One good turn...
Dad was a patternmaker so I've always been around tools, worked with wood, etc. Turned a baseball bat and other spindle stuff on his old Powermatic when I was a kid. When I became "A Man" and got my own house first thing to do was set up shop with whatever I could afford. And that wasn't much. I'm a musician and I built a LOT of speaker cabs, amp racks, cases and other boxes in that shop in the last 25 years, a lot for $$, a lot for me. Always wanted to build furniture but couldn't afford the materials much less all the equipment. Now that the kid is through college I'm spending all my "band money" on the shop.

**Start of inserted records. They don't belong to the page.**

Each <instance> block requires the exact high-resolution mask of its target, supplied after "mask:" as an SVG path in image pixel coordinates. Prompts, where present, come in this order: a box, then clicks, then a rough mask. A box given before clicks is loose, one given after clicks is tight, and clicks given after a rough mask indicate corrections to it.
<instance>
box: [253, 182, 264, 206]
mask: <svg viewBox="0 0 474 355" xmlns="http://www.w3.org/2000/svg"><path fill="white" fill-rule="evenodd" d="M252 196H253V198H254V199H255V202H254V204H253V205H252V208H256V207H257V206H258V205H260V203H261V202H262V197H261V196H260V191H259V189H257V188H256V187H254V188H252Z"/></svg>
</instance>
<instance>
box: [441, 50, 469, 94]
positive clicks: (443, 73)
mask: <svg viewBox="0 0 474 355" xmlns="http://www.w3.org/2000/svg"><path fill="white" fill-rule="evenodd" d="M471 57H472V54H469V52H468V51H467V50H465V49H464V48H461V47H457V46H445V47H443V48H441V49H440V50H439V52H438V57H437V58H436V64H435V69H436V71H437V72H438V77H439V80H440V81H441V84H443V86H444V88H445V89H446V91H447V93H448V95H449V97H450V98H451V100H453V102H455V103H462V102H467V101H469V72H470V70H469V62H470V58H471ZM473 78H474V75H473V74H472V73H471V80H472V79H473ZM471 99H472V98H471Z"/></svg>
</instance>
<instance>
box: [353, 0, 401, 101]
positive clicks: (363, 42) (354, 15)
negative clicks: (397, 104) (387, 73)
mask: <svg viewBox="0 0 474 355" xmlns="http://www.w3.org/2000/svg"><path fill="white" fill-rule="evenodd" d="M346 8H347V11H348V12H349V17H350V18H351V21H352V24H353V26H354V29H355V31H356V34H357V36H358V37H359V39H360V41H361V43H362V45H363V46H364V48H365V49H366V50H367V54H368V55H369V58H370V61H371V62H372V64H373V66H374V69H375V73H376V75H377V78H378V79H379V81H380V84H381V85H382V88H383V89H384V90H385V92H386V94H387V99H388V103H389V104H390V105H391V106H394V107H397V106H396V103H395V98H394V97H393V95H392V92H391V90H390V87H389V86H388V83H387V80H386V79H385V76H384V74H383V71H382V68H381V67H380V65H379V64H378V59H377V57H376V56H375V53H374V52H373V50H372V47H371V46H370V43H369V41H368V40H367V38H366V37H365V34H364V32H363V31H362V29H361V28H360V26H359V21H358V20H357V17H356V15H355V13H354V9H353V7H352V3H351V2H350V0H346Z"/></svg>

All new tooling in the past three years and more to come.
The one thing I had always wanted though was a lathe. I consider it to be the potter's wheel of woodworking. It's the one piece of machinery on which even a beginner can make something nice. It's such a "zen thing" applying the tool to the material and just watching what comes out. So last summer I bought a little Penn State MIDI cause I didn't know if A) I'd be any good at it and B) if I would enjoy it as much as I remembered.
Well. You all know how that goes. It turns out (sorry) that A) I'm not too bad at all and B) I like it so much that now I have to pull myself away from the lathe to work on my furniture projects. The wife and I are already talking about woodturning as a retirement income enhancer and that won't come for another 10-15 years.
I'm currently saving for a 16" swing model. No room in the shop for a big PM.